How to speed up the data loader

James_Condon · February 22, 2019, 4:57am

This worked for me. Thanks. hdf “file opening has to happen inside of the __getitem__ function of the Dataset wrapper.” - https://stackoverflow.com/questions/46045512/h5py-hdf5-database-randomly-returning-nans-and-near-very-small-data-with-multi/52249344#52249344

nutszebra · March 27, 2019, 3:53pm

I wrote the code of prefetching and I confirmed that it improves the performance of data loader.
My code is based on the implementation here: https://github.com/NVIDIA/apex/blob/f5cd5ae937f168c763985f627bbf850648ea5f3f/examples/imagenet/main_amp.py#L256

However, if you run the program on your local machine, I highly recommend buying a NVMe drive (e.g., https://www.amazon.com/Samsung-950-PRO-Internal-MZ-V5P256BW-x/dp/B015SOI392). This investment completely solves the problem of slow image loading.
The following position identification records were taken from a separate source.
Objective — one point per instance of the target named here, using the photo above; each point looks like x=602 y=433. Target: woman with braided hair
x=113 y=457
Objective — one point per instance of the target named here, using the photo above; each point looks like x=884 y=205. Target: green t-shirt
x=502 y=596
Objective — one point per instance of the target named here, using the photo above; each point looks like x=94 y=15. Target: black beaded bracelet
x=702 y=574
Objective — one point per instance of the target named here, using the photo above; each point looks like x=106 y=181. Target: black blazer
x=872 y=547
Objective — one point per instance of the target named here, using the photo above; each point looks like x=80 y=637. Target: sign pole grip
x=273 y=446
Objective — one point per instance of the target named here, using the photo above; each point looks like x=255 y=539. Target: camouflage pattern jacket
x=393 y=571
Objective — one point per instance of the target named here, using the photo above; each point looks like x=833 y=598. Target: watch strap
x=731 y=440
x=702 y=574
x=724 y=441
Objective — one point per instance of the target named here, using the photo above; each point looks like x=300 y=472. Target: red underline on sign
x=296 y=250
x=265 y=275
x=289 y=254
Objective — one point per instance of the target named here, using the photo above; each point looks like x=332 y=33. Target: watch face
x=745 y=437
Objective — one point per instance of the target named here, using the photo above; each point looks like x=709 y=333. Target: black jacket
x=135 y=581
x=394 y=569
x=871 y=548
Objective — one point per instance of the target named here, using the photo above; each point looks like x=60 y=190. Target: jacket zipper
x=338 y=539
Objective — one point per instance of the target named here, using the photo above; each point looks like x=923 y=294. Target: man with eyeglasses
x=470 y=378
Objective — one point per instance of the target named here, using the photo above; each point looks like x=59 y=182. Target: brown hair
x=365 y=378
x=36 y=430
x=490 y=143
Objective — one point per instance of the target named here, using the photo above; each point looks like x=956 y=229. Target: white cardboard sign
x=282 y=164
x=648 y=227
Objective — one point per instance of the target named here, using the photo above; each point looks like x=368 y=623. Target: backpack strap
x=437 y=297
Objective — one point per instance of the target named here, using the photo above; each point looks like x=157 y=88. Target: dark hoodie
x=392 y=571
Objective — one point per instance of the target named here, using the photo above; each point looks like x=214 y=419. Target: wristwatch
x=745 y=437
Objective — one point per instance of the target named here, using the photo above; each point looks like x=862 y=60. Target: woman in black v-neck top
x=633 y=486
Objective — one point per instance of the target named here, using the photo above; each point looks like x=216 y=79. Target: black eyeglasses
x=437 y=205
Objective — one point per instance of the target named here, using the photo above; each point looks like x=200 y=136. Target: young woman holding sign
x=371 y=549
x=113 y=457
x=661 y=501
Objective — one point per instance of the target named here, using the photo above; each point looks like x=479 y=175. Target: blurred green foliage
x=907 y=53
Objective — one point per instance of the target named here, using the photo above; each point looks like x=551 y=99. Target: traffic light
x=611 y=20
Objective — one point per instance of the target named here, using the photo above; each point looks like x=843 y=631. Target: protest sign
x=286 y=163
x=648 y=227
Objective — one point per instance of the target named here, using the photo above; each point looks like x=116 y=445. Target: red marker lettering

singleroc · June 17, 2019, 11:32am

so, the solution is employing the DALI and then change:
normalize = transforms.Normalize(mean=[0.485, 0.456, 0.406], std=[0.229, 0.224, 0.225])
to:
normalize = transforms.Normalize(mean=[0.485*255, 0.456*255, 0.406*255], std=[0.229*255, 0.224*255, 0.225*255])

?

Deepali · July 11, 2019, 4:05pm

Is DALI helpful in such cases?

JanuszL · July 12, 2019, 8:31am

If you have any questions or request feel free to drop them directly in https://github.com/NVIDIA/DALI.
Sorry, but we are not able to track all other forum threads about DALI, while we doing our best to be responsive on the GitHub.

vihari · September 3, 2020, 2:52am

A noticeable speedup with h5py would be seen only when h5 file is written without the chunked option.

rui_zhang_331 · November 21, 2020, 5:16am

Hi @Hou_Qiqi, I saw you had similar problem that want the dataloader to prefetch data while training ongoing, basically let GPU training and CPU dataloader run in parallel.

Here is our code

for fi, batch in enumerate(my_data_loader):
     train()

and in our dataloader, we have define some collate_fn to cook_data

                                 DataLoader(my_dataset,
                                        num_workers=config['num_dataloader_worker'],
                                        batch_size=config['dataloader_batch_size'],
                                        timeout=600,
                                        collate_fn=cook_data
                                        )

we observed it seems GPU needs to block waiting the dataloader to process, is there a way to prefetch as you mentioned? if we use a Map style dataset, not iterative, dose it work?

Anthony_Dave · June 11, 2022, 5:46am

I don’t recommend solution 1. Because .bmp is dramatically storage-cusuming (80 x origin image in my case). And can you explain more how to use solution 2?

Anish_Chhaparwal · July 25, 2022, 8:52pm

@Hou_Qiqi can you share snippet of how you logged runtime details of the dataloader?